Kellerson nodded and mumbled something behind the duct tape.
“How far does the number go? Twenty? Higher?”
Another nod.
“Thirty?”
Kellerson seemed to think about it, then shrugged.
“You don’t know for sure.”
Nod.
“I guess you were right,” Danny said. “Little buggers have been busy while we were twiddling our thumbs back on the beach and drinking piña coladas.”
“Looks like it.”
Will glanced at his watch. 4:14 P.M.
Two hours before sunset. Even with the ATVs Kellerson and his men had been using (when they weren’t tooling around in their armored Humvees), it had taken him and Danny too long to travel from Lafayette, where they had parted company with Roy and Zoe earlier this morning. He couldn’t afford to let Zoe go yesterday after she had been shot, not until he was sure she wouldn’t die on Roy while they were en route. Zoe was a doctor, and those were more valuable than bullets these days.
“It’s going to be dark soon,” Will said.
“Of course it is,” Danny said. “If it didn’t, then this would just be another boring jaunt through the woods. And I forgot my jaunting pants at the island.”

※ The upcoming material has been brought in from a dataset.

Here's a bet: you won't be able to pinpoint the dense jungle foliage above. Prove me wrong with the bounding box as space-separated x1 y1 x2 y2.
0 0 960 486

“Shoulda packed appropriately.”
“Shoulda, coulda, but didn’ta.”
Will gestured at Kellerson, who pushed himself off the tree with some effort, turned around, and began marching back through the woods. There was enough light splashing through the trees around them that Will didn’t feel like he was walking through a nest of ghouls, something that you had to take into consideration these days, especially when you were close to an area filled with humans—or prey, to the creatures. They crunched dried leaves and snapped twigs under them, the noise swallowed up by birds perched along branches.